Salomon confie à Hiram la
direction de l’ouvrage dont lui, le Roi, est l’exécuteur, quoiqu’il le mette
entre les mains des nations. Il en sera de même à l’entrée du millénium, selon
ce qui nous est dit du temple en Zacharie 6:15 et aussi des murailles de
Jérusalem en Ésaïe 60:10.
La subsistance des ouvriers de
Hiram dépend ici entièrement du roi; c’est lui qui l’offre et l’ordonne (v. 10),
et Hiram n’a autre chose à faire qu’à l’accepter. Il en est autrement en 1 Rois
5:9-11 où Hiram demande et où Salomon accorde.
Hiram (v. 11) reconnaît par écrit
(un écrit est une déclaration qui demeure et à laquelle on peut continuellement
recourir) «l’amour de l’Éternel pour son peuple» en établissant Salomon roi sur
eux et il «bénit l’Éternel, le Dieu d’Israël», mais comme Créateur des cieux et
de la terre, belle image de la louange des nations qui, dans le siècle futur, se
soumettront à la domination universelle du Très-Haut, possesseur des cieux et de
la terre, représenté par le vrai Fils de David au milieu de son peuple d’Israël.

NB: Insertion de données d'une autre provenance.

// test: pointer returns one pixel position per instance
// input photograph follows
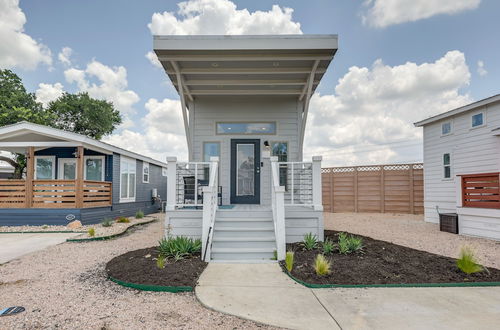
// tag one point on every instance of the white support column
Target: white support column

C’est ainsi que les bénédictions s’élèveront vers Dieu lui-même de la part de
ceux qui, autrefois idolâtres, seront soumis à la domination du Christ, roi des
nations.
Hiram est prompt à exécuter tout
ce que le roi demande, prompt aussi à recevoir les dons de Salomon. On ne le
voit pas, dans les Chroniques, prononcer Cabul (cf. 1 Rois 9:13), avec un geste
de mépris, sur les villes qui lui sont données par Salomon, et c’est ici le
moyen de passer sous silence la faute commise par Salomon en aliénant l’héritage
de l’Éternel. Ici, de la part du représentant des nations, tout est
reconnaissance et soumission volontaire; il est prompt à accepter et à recevoir,
car refuser les dons d’un tel Roi ne serait qu’orgueil et révolte.